Sliding window business card

lp

Exercise

Modify the function to return the AT content of each window rather than the sequence

Solution

We already know how to extract the DNA sequence for each window, so all we need to do is add a few lines to calculate the AT content (the proportion of the sequence that is made up of A and T nucleotides) and append that to the result list. We’ll use the count() function to add up the number of As and Ts. There are a couple of interesting things to notice about the code:

def sliding_window(dna, n):
   result = []
   for i in range(len(dna)):
      # calculate start and stop
      start = max(0,i-n)
      stop = min(len(dna),i+n) + 1
      window = dna[start:stop]
      AT = (window.count('A') + window.count('T')) / float(len(window))
      result.append(AT)
   return result

Firstly, when calculating the AT content we have to divide by the length of the window variable rather than calculating the window size as a fixed constant, because the effective window size will be smaller near the extreme ends of the sequence where it can’t extend fully in both directions. Secondly (unless we’re using Python 3), we have to coerce this number into a floating point value, otherwise the result of the division will get truncated to an integer and become zero.

This solves the exercise, but it seems inelegant to have a function that can only calculate AT content, when we would only have to change a few lines of code to calculate something completely different. Let’s add a third argument to the function, which will be a list of the characters we want to count. Here I’ve changed a few of the variable names to better reflect the new code:

def sliding_window_flexible(sequence, n, characters):
   result = []
   for i in range(len(sequence)):
      # calculate start and stop
      start = max(0,i-n)
      stop = min(len(sequence),i+n) + 1
      window = sequence[start:stop]
      character_count = 0
      for character in characters:
            character_count = character_count + window.count(character)
      score = character_count / float(len(window))
      result.append(score)
   return result

Now we can use our function to calculate AT content using a sliding window just like before:

print(sliding_window_flexible('ACTGTACGTGCTAGCTACG', 3, ['A', 'T']))
# [0.5, 0.6, 0.6666666666666666, 0.5714285714285714, 0.42857142857142855, 0.5714285714285714, 0.42857142857142855, 0.42857142857142855, 0.42857142857142855, 0.42857142857142855, 0.42857142857142855, 0.42857142857142855, 0.42857142857142855, 0.5714285714285714, 0.5714285714285714, 0.42857142857142855, 0.3333333333333333, 0.4, 0.5]

But we can do other things too, like calculate the proportion of G nucleotides using a sliding window:

print(sliding_window_flexible('ACTGTACGTGCTAGCTACG', 3, ['G']))
[0.25, 0.2, 0.16666666666666666, 0.14285714285714285, 0.2857142857142857, 0.2857142857142857, 0.42857142857142855, 0.2857142857142857, 0.2857142857142857, 0.2857142857142857, 0.42857142857142855, 0.2857142857142857, 0.2857142857142857, 0.14285714285714285, 0.14285714285714285, 0.2857142857142857, 0.3333333333333333, 0.2, 0.25]
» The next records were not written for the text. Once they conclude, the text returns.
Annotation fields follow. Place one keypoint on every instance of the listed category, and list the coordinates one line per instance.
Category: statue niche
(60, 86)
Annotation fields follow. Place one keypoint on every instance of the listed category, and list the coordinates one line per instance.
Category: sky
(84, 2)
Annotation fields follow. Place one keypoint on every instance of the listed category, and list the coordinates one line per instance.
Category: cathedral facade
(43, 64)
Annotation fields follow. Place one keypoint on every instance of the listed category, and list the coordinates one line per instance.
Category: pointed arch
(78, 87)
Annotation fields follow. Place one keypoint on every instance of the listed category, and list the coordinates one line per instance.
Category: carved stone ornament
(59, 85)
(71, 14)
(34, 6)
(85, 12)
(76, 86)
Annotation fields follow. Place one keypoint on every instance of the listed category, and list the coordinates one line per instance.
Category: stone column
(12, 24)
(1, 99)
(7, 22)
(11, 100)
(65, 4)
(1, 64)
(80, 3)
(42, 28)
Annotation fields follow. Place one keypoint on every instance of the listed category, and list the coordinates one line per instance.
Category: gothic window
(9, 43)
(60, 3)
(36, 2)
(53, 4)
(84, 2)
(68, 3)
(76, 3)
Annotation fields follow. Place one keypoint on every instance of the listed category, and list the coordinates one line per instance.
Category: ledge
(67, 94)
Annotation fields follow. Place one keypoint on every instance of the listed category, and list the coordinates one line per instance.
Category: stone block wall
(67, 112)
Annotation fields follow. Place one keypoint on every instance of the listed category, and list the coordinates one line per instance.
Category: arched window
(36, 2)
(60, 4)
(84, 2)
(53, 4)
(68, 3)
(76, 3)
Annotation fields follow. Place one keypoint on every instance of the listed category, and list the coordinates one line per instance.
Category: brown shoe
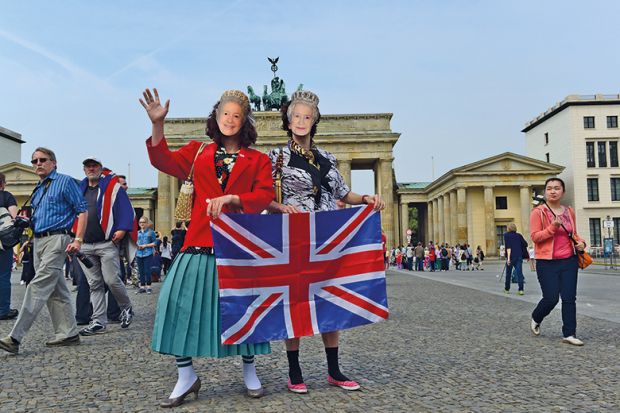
(69, 341)
(10, 345)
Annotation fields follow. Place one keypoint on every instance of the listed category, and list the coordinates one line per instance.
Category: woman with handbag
(227, 176)
(556, 245)
(307, 180)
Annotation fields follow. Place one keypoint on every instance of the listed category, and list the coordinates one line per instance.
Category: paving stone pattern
(445, 349)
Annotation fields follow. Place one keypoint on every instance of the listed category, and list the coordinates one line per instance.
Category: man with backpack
(8, 212)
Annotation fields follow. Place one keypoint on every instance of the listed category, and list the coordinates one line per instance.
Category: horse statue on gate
(254, 99)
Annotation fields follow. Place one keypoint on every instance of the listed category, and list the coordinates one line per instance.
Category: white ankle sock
(187, 377)
(249, 376)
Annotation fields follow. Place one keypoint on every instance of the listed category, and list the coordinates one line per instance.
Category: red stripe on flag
(107, 204)
(264, 307)
(244, 241)
(345, 233)
(355, 300)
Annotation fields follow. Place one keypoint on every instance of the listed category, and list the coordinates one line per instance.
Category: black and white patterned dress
(306, 187)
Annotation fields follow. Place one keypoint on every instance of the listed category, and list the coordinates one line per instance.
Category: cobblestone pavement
(597, 289)
(445, 348)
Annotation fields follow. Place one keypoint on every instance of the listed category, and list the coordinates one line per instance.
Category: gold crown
(305, 96)
(236, 96)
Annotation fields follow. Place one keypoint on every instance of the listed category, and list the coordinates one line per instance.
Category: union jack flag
(294, 275)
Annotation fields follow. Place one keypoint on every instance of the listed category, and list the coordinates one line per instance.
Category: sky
(460, 77)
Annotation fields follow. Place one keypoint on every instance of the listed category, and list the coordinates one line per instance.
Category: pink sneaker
(297, 388)
(347, 385)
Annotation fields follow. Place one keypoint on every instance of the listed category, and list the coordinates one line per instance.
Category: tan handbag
(278, 178)
(185, 202)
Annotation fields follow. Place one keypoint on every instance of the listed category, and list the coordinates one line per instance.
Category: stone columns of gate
(461, 212)
(526, 196)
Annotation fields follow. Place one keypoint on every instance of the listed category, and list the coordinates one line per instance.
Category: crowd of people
(436, 257)
(93, 222)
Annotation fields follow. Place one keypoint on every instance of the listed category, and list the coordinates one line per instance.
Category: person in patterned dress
(310, 181)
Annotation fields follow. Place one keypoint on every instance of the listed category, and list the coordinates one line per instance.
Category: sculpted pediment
(16, 172)
(508, 163)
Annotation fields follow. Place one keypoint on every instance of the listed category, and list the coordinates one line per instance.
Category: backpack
(10, 234)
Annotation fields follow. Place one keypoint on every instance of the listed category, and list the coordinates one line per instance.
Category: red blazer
(250, 179)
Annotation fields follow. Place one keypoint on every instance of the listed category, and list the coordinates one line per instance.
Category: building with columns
(474, 203)
(10, 146)
(582, 133)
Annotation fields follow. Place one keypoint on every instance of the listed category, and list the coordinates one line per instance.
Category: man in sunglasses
(56, 202)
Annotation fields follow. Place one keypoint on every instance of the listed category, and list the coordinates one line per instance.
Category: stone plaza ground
(446, 348)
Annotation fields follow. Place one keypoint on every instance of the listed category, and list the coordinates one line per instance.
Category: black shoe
(126, 317)
(10, 315)
(69, 341)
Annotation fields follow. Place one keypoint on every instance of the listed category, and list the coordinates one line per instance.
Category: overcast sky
(461, 77)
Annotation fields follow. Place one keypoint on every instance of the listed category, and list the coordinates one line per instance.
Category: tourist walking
(553, 231)
(144, 256)
(110, 219)
(516, 248)
(56, 201)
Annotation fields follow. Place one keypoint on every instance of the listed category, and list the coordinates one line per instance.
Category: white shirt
(166, 252)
And we are not limited to DNA – we can even use our function to calculate the proportion of hydrophobic amino acids using a sliding window along a protein sequence:

print(sliding_window_flexible('AIMFPFWPSSRR', 3, ['A','I','L','M','F','W','Y','V']))
# [1.0, 0.8, 0.8333333333333334, 0.8571428571428571, 0.7142857142857143, 0.5714285714285714, 0.42857142857142855, 0.2857142857142857, 0.2857142857142857, 0.16666666666666666, 0.0, 0.0]

Now, how about if we want to use our sliding window technique to calculate something that’s not a simple fraction of characters? For example, let’s say we want to calculate GC skew, which is the number of Gs minus the number of Cs, divided by the total number of Gs and Cs i.e.

dna = 'atcgggggtgcattagctta'
c_count = dna.count('c')
g_count = dna.count('g')
gc_skew = (g_count - c_count) / float(g_count + c_count)
print(gc_skew)
# 0.4

We can’t do this using the function as it exists above, but what if we modify our function so that it takes as an argument the name of another function which it will apply to each sliding window (If the idea of giving the name of a function as an argument, take a look at the chapter on functional programming in Advanced Python for Biologists for an in-depth explanation):

def sliding_window_functional(sequence, n, func):
   result = []
   for i in range(len(sequence)):
      # calculate start and stop
      start = max(0,i-n)
      stop = min(len(sequence),i+n) + 1
      window = sequence[start:stop]
      # run the function func on the window and append the result
      result.append(func(window))
   return result

Now we have a general-purpose tool that we can use for calculating any metric we can think of using a sliding window, simply by passing in an appropriate function. Here’s our new tool being used to calculate AT content:

def calculate_at(dna):
    return (dna.count('a') + dna.count('t')) / float(len(dna))

print(sliding_window_functional('atcgggggtgcattagctta', 3, calculate_at))
# [0.5, 0.4, 0.3333333333333333, 0.2857142857142857, 0.14285714285714285, 0.14285714285714285, 0.14285714285714285, 0.14285714285714285, 0.2857142857142857, 0.42857142857142855, 0.5714285714285714, 0.7142857142857143, 0.5714285714285714, 0.5714285714285714, 0.7142857142857143, 0.7142857142857143, 0.7142857142857143, 0.6666666666666666, 0.6, 0.75]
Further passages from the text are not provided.